COD4 was “better on PS3″ because of “dedicated servers” which is untrue, COD4 does not have dedicated servers on PS3, this was such a important point to the article that they even made some huge graphics to hit the point home that the 360 sucks because it didn’t have dedicated servers.
Both COD4 and Burnout revenge were “better on PS3″ because the match making interface was slightly faster and easier to use. Really? is that a worth while selling point? I can see how some x-plat games will have a more streamlined online interface on non-360 platforms because the developers can roll their own, but the 360 is standardized and better than average across the board which, in my opinion, is much better than having a few good online interfaces and a lot of crappy ones. Not to mention, if I’m buying a game based on multiplayer, I’m going to buy the one for the platform that all of my friends own (playing with strangers is overrated), and right now, none of my friends own PS3s.
Most troubling is that, the article completely neglected what I consider to be the two most influential factors when making the decision of which console to buy the game for, Achievements and Xbox Live. Apparently I wasn’t the only one who picked up this gross oversight as Microsoft themselves released a statement in rebuttal.

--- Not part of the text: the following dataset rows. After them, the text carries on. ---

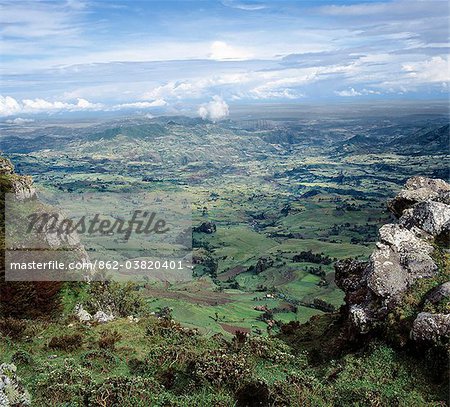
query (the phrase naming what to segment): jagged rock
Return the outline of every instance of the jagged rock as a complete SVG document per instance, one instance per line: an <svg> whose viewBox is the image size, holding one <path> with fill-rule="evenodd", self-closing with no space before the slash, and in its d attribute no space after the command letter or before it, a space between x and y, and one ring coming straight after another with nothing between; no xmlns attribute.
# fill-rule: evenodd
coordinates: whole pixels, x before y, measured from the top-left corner
<svg viewBox="0 0 450 407"><path fill-rule="evenodd" d="M446 247L450 246L450 221L442 225L442 231L436 236L436 241Z"/></svg>
<svg viewBox="0 0 450 407"><path fill-rule="evenodd" d="M112 314L107 314L106 312L103 311L97 311L93 317L94 321L100 323L100 324L105 324L107 322L113 321L114 320L114 315Z"/></svg>
<svg viewBox="0 0 450 407"><path fill-rule="evenodd" d="M411 336L416 341L439 342L450 338L450 314L421 312L414 321Z"/></svg>
<svg viewBox="0 0 450 407"><path fill-rule="evenodd" d="M366 261L345 259L336 262L336 285L345 292L346 304L361 304L368 296L366 281Z"/></svg>
<svg viewBox="0 0 450 407"><path fill-rule="evenodd" d="M0 407L31 406L28 391L23 387L12 363L0 365Z"/></svg>
<svg viewBox="0 0 450 407"><path fill-rule="evenodd" d="M347 316L352 333L364 334L383 326L417 280L438 275L432 243L442 242L442 235L450 229L449 192L450 185L442 180L411 178L389 204L400 219L380 228L369 262L347 259L336 263L336 285L345 292L346 305L341 312ZM437 304L449 295L450 282L432 290L420 303L428 300ZM413 339L435 341L448 335L448 316L422 310L421 305L415 311L419 314Z"/></svg>
<svg viewBox="0 0 450 407"><path fill-rule="evenodd" d="M448 299L450 299L450 281L435 287L426 297L426 300L431 304L439 304Z"/></svg>
<svg viewBox="0 0 450 407"><path fill-rule="evenodd" d="M364 273L368 263L353 259L344 259L335 264L336 285L343 291L355 291L361 285L361 275Z"/></svg>
<svg viewBox="0 0 450 407"><path fill-rule="evenodd" d="M14 173L14 165L7 158L0 157L0 175Z"/></svg>
<svg viewBox="0 0 450 407"><path fill-rule="evenodd" d="M75 315L78 317L80 322L88 322L92 320L92 315L89 314L89 312L87 312L81 304L77 304L75 307Z"/></svg>
<svg viewBox="0 0 450 407"><path fill-rule="evenodd" d="M369 315L367 309L359 305L352 305L349 310L349 317L352 325L358 327L359 333L369 332L373 317Z"/></svg>
<svg viewBox="0 0 450 407"><path fill-rule="evenodd" d="M380 228L378 237L381 243L390 246L397 253L420 251L424 254L433 253L433 246L421 240L409 229L398 224L387 224Z"/></svg>
<svg viewBox="0 0 450 407"><path fill-rule="evenodd" d="M33 186L31 177L16 175L12 179L11 185L14 196L18 201L26 201L36 198L36 189Z"/></svg>
<svg viewBox="0 0 450 407"><path fill-rule="evenodd" d="M399 221L409 229L417 226L436 236L442 233L444 226L450 221L450 206L441 202L420 202L404 211Z"/></svg>
<svg viewBox="0 0 450 407"><path fill-rule="evenodd" d="M376 296L384 300L390 300L408 287L407 271L400 264L398 253L389 246L378 244L372 253L367 286Z"/></svg>
<svg viewBox="0 0 450 407"><path fill-rule="evenodd" d="M406 188L388 202L388 208L400 217L405 209L418 202L445 201L449 191L450 185L441 179L412 177L406 182Z"/></svg>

For multiplatform console owners, Achievements and Gamerscore have to be listed as an influencing factor to purchase the Xbox 360 version,” said Penello in an email to GamePro on Tuesday. “Their success and popularity is undeniable.
Of course GamePro responded to this defending their position:
This feature isn’t about which platform is better, but which version of these four games is better. Achievements, rumble, and Xbox Live are specific to the console, not in-game features. This is why I used graphics, loading times, controls, and online integration as the criteria.

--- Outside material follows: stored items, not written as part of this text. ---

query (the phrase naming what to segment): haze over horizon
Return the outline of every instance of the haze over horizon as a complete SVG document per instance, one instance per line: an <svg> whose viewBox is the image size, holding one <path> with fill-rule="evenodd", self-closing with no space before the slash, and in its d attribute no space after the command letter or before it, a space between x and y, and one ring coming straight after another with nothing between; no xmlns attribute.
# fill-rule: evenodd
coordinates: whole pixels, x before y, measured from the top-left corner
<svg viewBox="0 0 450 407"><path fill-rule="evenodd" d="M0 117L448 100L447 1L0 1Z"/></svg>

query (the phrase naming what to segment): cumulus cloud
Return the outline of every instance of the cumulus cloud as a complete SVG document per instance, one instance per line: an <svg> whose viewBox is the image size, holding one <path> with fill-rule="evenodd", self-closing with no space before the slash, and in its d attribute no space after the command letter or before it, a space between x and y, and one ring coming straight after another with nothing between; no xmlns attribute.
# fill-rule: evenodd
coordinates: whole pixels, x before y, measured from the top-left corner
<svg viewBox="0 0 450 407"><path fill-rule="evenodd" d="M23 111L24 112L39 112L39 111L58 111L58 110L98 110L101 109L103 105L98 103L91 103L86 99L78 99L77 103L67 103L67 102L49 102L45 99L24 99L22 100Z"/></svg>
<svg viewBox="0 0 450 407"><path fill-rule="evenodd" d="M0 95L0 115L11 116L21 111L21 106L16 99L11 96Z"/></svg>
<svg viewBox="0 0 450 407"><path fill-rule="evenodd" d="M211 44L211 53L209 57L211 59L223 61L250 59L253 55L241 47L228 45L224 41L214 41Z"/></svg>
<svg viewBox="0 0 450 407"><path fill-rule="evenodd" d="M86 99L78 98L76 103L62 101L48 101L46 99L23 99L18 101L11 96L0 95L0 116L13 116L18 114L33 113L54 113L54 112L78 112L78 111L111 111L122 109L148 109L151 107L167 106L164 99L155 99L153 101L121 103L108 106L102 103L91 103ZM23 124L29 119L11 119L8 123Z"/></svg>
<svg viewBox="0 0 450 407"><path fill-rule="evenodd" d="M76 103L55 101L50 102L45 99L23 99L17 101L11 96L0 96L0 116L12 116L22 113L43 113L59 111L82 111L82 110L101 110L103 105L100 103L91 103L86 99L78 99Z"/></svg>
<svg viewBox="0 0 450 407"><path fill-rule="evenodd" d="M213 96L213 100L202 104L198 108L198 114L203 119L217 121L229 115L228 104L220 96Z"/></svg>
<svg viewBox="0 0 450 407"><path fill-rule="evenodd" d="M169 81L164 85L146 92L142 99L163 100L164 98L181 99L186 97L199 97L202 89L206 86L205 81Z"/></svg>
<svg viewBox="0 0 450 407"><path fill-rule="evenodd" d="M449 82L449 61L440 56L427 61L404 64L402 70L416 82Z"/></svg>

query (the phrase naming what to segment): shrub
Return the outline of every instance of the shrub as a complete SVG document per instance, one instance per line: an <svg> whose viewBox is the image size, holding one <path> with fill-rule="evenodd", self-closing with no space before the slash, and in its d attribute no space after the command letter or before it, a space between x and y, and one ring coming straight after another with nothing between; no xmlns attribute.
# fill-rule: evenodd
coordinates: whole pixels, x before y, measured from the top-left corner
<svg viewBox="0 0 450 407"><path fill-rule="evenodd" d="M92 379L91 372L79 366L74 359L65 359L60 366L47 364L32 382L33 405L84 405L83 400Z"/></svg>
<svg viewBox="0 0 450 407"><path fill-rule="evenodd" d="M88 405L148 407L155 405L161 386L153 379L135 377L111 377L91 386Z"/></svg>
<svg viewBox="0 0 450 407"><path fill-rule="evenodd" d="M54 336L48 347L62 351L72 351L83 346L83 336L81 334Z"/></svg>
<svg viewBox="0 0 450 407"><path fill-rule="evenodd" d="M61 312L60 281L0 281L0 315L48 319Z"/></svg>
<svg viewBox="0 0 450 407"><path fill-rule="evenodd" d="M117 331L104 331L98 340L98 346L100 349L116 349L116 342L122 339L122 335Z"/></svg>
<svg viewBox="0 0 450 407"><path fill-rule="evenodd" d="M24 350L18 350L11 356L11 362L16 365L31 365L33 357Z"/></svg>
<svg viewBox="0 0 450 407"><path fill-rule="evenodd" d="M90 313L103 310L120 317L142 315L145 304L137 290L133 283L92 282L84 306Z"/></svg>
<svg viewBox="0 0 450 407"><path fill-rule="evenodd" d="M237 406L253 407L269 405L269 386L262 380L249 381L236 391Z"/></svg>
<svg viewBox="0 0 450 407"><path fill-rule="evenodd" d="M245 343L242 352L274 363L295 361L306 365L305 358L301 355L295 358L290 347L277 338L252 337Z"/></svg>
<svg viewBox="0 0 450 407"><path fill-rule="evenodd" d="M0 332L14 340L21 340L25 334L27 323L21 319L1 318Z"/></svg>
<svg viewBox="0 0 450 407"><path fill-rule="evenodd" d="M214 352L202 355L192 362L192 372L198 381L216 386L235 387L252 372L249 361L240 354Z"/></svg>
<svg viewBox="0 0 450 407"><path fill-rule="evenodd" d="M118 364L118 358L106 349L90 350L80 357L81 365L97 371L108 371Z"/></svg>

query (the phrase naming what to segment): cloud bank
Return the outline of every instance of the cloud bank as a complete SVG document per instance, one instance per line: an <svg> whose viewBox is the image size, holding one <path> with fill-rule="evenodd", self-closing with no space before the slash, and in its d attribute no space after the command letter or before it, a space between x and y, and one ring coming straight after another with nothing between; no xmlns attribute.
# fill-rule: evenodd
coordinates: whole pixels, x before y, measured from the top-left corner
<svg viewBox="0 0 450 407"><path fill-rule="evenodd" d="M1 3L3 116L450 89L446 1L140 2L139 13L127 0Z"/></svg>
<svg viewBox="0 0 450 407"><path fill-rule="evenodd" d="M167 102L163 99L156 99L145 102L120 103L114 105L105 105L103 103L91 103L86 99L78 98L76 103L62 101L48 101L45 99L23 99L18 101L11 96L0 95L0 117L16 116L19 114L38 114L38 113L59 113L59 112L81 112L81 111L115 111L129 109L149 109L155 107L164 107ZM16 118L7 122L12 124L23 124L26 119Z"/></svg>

So apparently achievements aren’t in-game features anymore, that’s news to me. While they are integrated with the console and the Live service itself they are still, at their core, features of the game. There is no reason developers could not have added a similar feature on the PS3 counterpart to help boost the replay value. Sony even has a trophy system that will be integrated with home that offers a similar benefit to achievements but again none of the developers opted to use it.
Part of why those features are so important and so popular on the 360 is that they’re supported across the board, when you buy a 360 games, no matter what it is you know for certain that there are achievements to earn, and that it will have Xbox Live integration. There is no reason the PS3 can’t do the same thing except they opt not to and why that shouldn’t be taken into consideration when comparing cross-platform titles is beyond me.
On a whole after reading the article the impression I got was that the author knew what he wanted for the outcome and then wrote the article to support his desired result. I think the PS3 is a capable platform but I think it’s benefits are continually squandered by short sighted development. People continually question what makes a game “next gen” and since the release of the 360 I’ve held strong that it’s a tight integration with the console and a high level of standardization across all games for the platform. Next Gen to me is Achievements, it’s knowing that all games will be released with a list of important features standard, and an online service that builds a community beyond the console itself.
Ignoring the importance of these features and condoning the efforts of developers who neglect to incorporate them into non 360 releases does not do the industry any favors. I want developers to give a good reason to buy a PS3 title over a 360 title and I certainly don’t appreciate journalists who write fanboy articles with the intent to quell buyer’s remorse.